Mr Speering then killed himself, a coronial inquest into both deaths heard today.

The day after the shootings, Sydney's The Daily Telegraph newspaper opened a letter to the editor from Mr Speering detailing the reasons for his actions.

John Agius, counsel assisting the coroner, outlined some of contents of the letter in the NSW Coroners Court today.

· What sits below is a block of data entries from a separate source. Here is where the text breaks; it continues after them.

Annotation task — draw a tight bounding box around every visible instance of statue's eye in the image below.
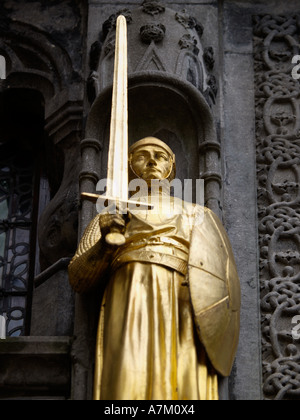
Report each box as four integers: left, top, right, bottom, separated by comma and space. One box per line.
157, 153, 168, 161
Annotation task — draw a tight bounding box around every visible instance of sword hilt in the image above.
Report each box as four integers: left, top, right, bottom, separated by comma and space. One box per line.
105, 227, 126, 246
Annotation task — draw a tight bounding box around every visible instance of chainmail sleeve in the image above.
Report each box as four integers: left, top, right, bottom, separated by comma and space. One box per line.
68, 215, 112, 293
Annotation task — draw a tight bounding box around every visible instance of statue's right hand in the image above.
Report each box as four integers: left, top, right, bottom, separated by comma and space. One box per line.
99, 213, 126, 237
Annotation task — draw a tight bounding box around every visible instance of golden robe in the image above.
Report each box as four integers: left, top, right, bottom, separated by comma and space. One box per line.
69, 199, 240, 400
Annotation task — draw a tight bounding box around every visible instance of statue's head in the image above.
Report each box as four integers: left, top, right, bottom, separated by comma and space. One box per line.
129, 137, 176, 182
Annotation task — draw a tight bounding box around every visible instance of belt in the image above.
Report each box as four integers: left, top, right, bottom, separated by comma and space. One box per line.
126, 236, 189, 255
112, 250, 188, 276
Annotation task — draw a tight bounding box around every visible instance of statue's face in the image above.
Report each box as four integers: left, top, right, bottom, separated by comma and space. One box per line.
131, 145, 173, 181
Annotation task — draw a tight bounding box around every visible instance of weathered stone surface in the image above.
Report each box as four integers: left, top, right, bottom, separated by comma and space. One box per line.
0, 337, 71, 399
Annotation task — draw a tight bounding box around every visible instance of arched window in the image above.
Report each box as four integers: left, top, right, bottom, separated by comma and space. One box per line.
0, 89, 44, 336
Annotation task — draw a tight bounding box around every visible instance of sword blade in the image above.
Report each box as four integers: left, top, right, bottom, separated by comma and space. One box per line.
106, 15, 128, 204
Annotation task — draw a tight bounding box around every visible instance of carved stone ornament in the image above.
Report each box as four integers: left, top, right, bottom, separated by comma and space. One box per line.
143, 0, 166, 16
254, 15, 300, 400
140, 23, 166, 44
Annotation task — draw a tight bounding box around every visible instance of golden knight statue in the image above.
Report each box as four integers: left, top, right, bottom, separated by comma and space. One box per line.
69, 137, 240, 400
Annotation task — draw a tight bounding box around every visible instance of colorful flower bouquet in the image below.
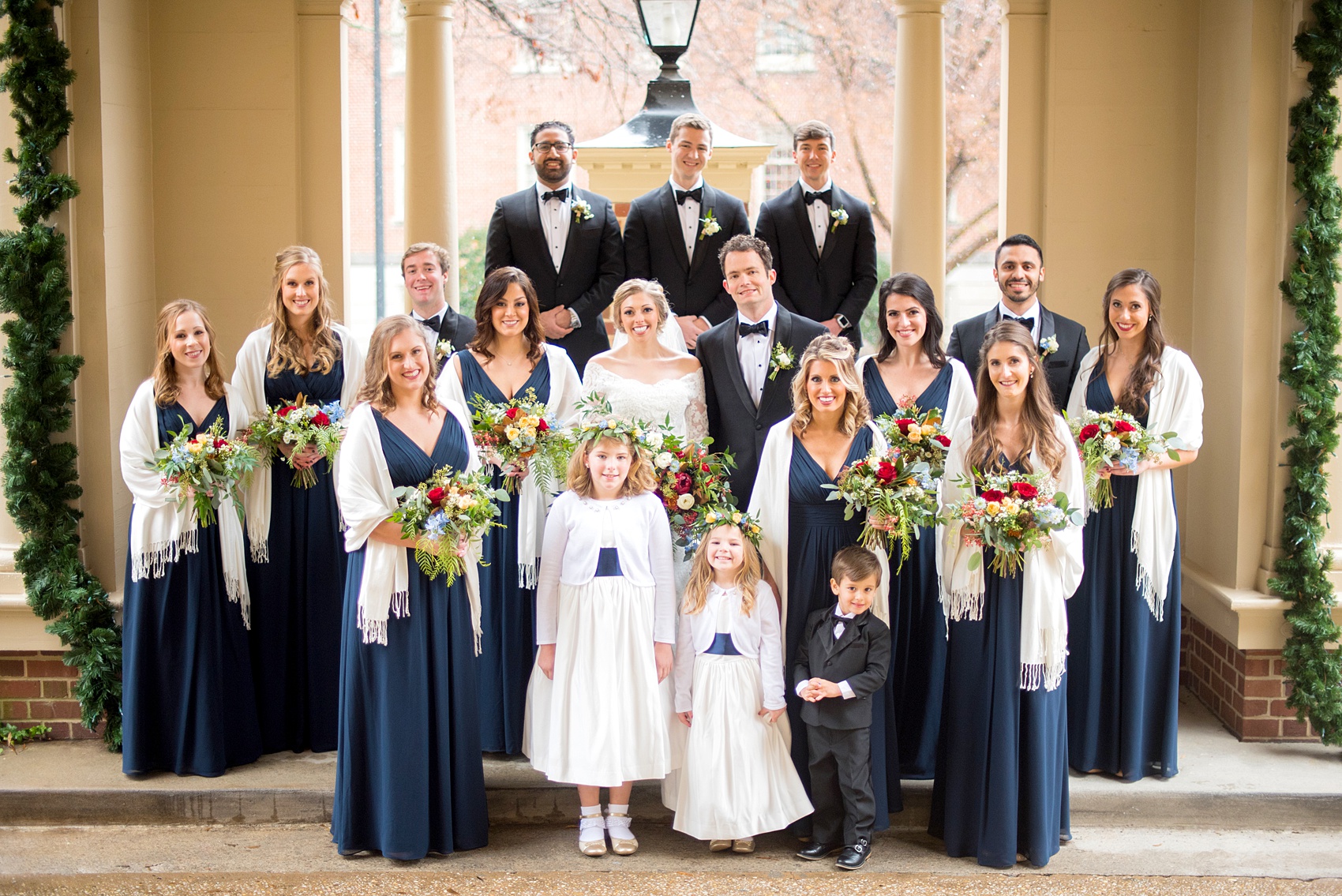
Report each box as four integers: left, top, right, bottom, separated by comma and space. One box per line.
471, 389, 573, 495
249, 393, 345, 488
1068, 407, 1183, 507
145, 420, 261, 528
824, 445, 938, 568
392, 467, 510, 585
945, 470, 1081, 575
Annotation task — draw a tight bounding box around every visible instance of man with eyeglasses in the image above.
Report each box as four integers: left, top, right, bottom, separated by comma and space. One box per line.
485, 121, 624, 370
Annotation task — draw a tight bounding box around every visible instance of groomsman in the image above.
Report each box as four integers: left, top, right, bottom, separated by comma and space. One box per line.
485, 121, 624, 370
397, 243, 475, 354
947, 234, 1089, 411
695, 234, 826, 507
624, 113, 750, 350
755, 121, 876, 347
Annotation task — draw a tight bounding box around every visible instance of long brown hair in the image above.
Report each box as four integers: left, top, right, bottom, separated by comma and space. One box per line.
1091, 267, 1165, 417
969, 321, 1067, 476
354, 314, 437, 412
155, 299, 224, 408
266, 246, 341, 377
468, 267, 545, 365
680, 523, 761, 616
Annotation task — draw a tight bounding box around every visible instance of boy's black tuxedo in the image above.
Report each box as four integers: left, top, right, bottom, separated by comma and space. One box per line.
755, 182, 876, 347
947, 302, 1089, 411
624, 184, 750, 323
485, 184, 624, 372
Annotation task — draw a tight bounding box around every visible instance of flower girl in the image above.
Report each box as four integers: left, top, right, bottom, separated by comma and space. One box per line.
522, 417, 675, 856
673, 510, 811, 853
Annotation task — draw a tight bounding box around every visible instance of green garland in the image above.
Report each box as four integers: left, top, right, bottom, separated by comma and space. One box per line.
1271, 0, 1342, 744
0, 0, 121, 750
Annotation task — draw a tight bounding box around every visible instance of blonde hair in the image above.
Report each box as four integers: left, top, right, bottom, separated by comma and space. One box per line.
680, 523, 761, 616
792, 334, 871, 436
611, 278, 671, 332
566, 432, 658, 497
347, 314, 437, 411
266, 246, 341, 377
155, 299, 224, 408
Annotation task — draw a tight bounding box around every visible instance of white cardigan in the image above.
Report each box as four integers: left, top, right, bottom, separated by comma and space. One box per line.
234, 323, 364, 564
437, 345, 583, 587
675, 579, 786, 712
121, 380, 252, 628
1067, 346, 1202, 620
336, 403, 481, 646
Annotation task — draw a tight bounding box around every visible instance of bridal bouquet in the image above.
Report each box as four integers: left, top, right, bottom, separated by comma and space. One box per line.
392, 467, 508, 585
1068, 407, 1183, 507
249, 393, 345, 488
824, 445, 938, 568
145, 420, 261, 528
947, 470, 1081, 575
471, 389, 573, 493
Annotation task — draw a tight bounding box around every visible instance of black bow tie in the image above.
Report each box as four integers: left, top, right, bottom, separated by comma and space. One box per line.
675, 186, 703, 205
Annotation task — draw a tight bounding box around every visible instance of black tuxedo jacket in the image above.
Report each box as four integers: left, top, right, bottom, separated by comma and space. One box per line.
485, 186, 624, 370
792, 605, 890, 729
624, 182, 750, 323
947, 302, 1089, 411
695, 307, 828, 507
755, 184, 876, 347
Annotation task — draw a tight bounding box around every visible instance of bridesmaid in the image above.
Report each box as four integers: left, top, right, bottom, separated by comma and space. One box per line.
332, 314, 489, 860
857, 274, 974, 779
928, 321, 1085, 868
234, 246, 364, 752
750, 336, 903, 831
1067, 268, 1202, 781
439, 267, 583, 754
121, 299, 262, 778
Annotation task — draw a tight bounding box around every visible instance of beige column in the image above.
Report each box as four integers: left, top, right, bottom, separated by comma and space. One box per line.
405, 0, 460, 309
297, 0, 351, 319
997, 0, 1048, 240
890, 0, 947, 302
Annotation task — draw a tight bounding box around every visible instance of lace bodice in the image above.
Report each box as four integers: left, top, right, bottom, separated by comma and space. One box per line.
583, 363, 709, 441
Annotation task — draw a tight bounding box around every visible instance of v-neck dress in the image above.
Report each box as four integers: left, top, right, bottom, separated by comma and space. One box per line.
121, 399, 262, 778
332, 412, 490, 860
456, 351, 550, 752
247, 346, 347, 752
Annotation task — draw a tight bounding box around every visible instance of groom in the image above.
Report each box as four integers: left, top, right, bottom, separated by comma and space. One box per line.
695, 234, 828, 507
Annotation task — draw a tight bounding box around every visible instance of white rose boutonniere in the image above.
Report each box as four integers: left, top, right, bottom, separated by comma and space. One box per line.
769, 345, 797, 380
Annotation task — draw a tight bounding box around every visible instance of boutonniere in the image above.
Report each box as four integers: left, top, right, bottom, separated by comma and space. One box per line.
769, 343, 797, 380
699, 208, 722, 240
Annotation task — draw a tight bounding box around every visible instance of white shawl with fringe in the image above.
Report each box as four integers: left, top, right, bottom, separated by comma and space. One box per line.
437, 345, 583, 587
336, 403, 481, 656
121, 380, 255, 628
937, 414, 1085, 691
234, 323, 364, 564
1067, 346, 1202, 621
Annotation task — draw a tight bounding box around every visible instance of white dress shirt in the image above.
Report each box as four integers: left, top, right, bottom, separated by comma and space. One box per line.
535, 181, 575, 272
737, 302, 778, 408
797, 177, 834, 252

"There are two main reasons as to why I've taken the action I have," Mr Agius read from the letter. "One is that there is a lot of bigotry towards people with red hair in this workplace ... and I've copped my share in my lifetime ... "I work for the Ambulance Service of NSW and you would be hard pressed to find an organisation more morally bankrupt, and run by a bigger bunch of degenerates if you tried."

Mr Speering went on to say that he would kill his mother and himself. The letter triggered a police investigation but officers arrived at the house too late.

Mr Agius told coroner Mary Jerram that repeated recommendations from paramedic colleagues and medical experts that Mr Speering undergo a psychological assessment, had not been adopted.

"There are issues here about the duty of care for the ambulance service to Mr Speering as an employee ... given what the ambulance service ought to have known of Mr Speering's mental state," he said.

The inquest, set down for two weeks, is due to hear from numerous witnesses, including senior NSW Ambulance management.